When the salary cap jumped from $123 million to $133 million last week, some suggested it could move to $140 million in 2015 and $150 million in 2016.
One source with knowledge of the process (but not the same source who was on the money — pun lame but intended — when providing info about the 2014 cap) tells PFT that the cap could spike to $145 million in 2015 and a whopping $160 million in 2016.
A large jump wouldn’t be a major surprise. While the new TV deals kick in this year (including the recent Thursday night CBS simulcast), the revenue increase won’t hit the cap until next year.
That raises an intriguing question: Why did the cap go up by $320 million based on 2013 revenues? With a 50-50 split in revenue between the owners and players, the increase reflects $640 million in new money.
The full truth as to the bump, annually negotiated by the NFL and NFLPA, never will be known. The teams, however, didn’t anticipate it. Last October, owners were told that the cap would increase by only $3.3 million, to $126.3 million. More recently, the number was pegged increasing by $128.3 million.
As one source explained it to PFT, that’s the number most if not all owners used when establishing their budgets for the upcoming free-agency period.

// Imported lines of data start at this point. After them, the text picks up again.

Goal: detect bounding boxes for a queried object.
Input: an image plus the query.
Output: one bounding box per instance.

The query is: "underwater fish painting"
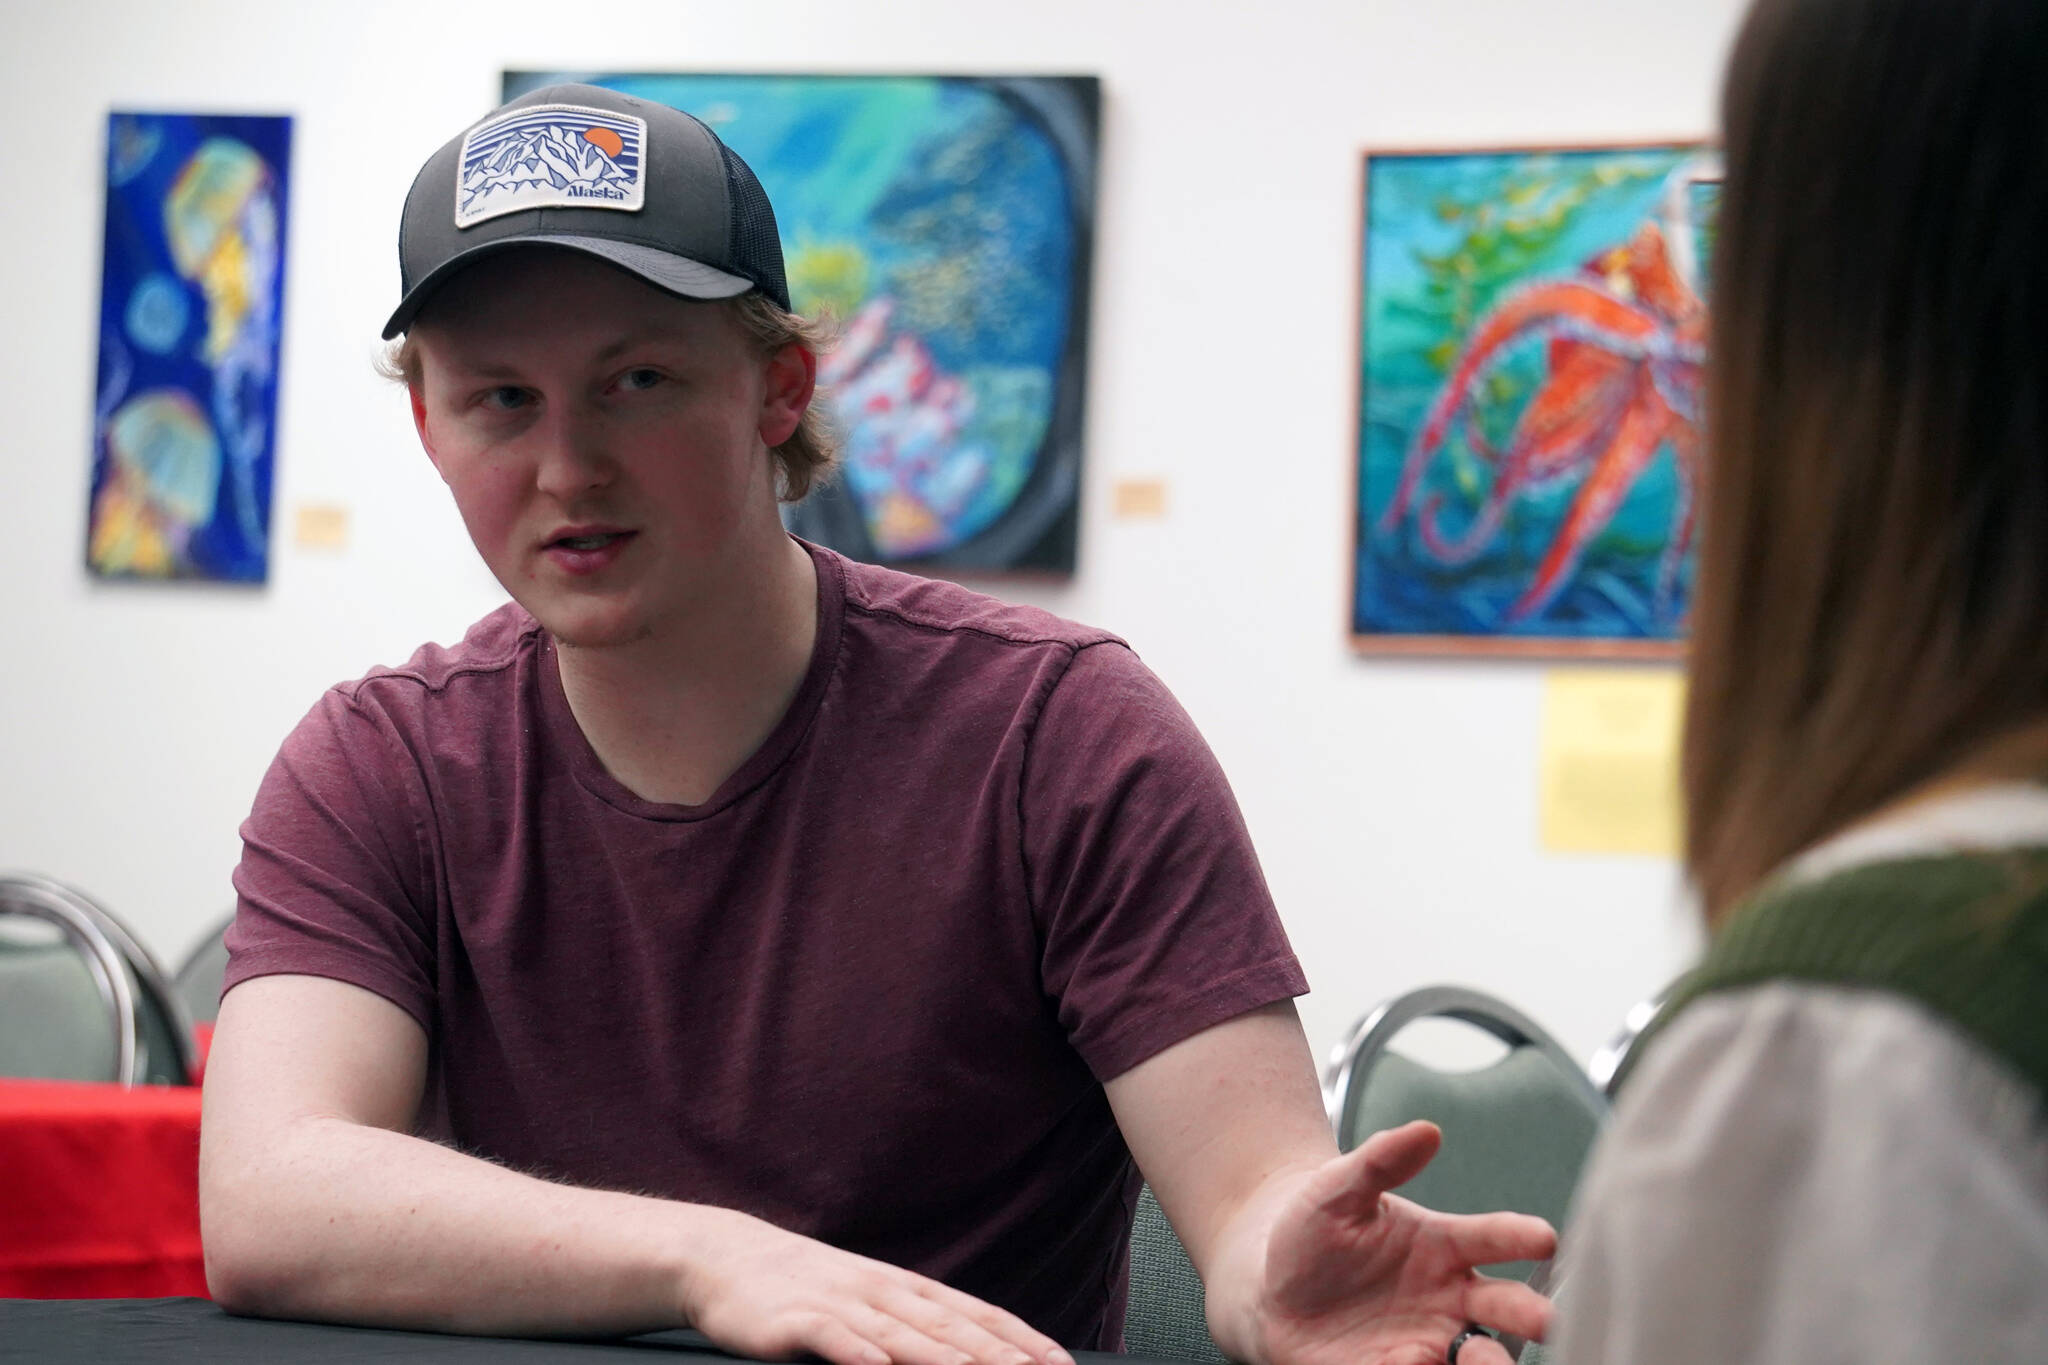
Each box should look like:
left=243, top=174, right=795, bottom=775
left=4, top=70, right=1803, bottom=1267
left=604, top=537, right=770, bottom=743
left=1352, top=143, right=1718, bottom=656
left=504, top=72, right=1099, bottom=576
left=87, top=112, right=291, bottom=582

It means that most if not all General Managers will have to persuade their owners to increase the budget in light of the increased cap room.
In Dallas, that would be an interesting conversation.
Moving forward, teams may want to make multiple budgets, because the information the teams are getting from the NFL has been suggesting much lower growth. For now, it’ll be interesting to see whether many/any teams alter their budgets in light of the unexpected spike in the cap.